# Forum Learning Russian Language Resources for Studying Russian Russian Names  My name Jeffrey in Russian

## Bobo

Hey everyone, 
I tried  to spell my name in Russian. Is this the good translation ? 
Jeffrey  Джефри 
Plase tell me if this is good   ::   
Greetz,
Jeffrey

----------


## MikeM

I think you shouldn't be dropping the second f: 
Джеффри 
I believe that's the standard Russian spelling of your name...

----------


## синичка

I used to have a neighbour called Jeffrey and they would pronounce his name with a "Dutch j". If that's the case with your name too, it should be just Еффри.

----------


## pranki

> I used to have a neighbour called Jeffrey and they would pronounce his name with a "Dutch j". If that's the case with your name too, it should be just Еффри.

 Do you mean Йеффри?

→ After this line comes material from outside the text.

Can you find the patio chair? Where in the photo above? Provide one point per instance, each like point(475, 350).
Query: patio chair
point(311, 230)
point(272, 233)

Hmm, very... unexpected, but allowed to be.

----------


## синичка

Bobo is Dutch too, so it's not too unexpected   ::  
Would you pronounce Еффри and Йеффри differently??

----------


## TATY

> Bobo is Dutch too, so it's not too unexpected   
> Would you pronounce Еффри and Йеффри differently??

 I think the second option is more to do with preserving the letters of the original, as with keeping the double F. In English the two Fs do not alter the pronounciation, except perhaps indicating an F sounds rather than a V sound.

----------


## Triton

> Would you pronounce Еффри and Йеффри differently??

 No.  ::    

> I think the second option is more to do with preserving the letters of the original,

 Yes.  ::

----------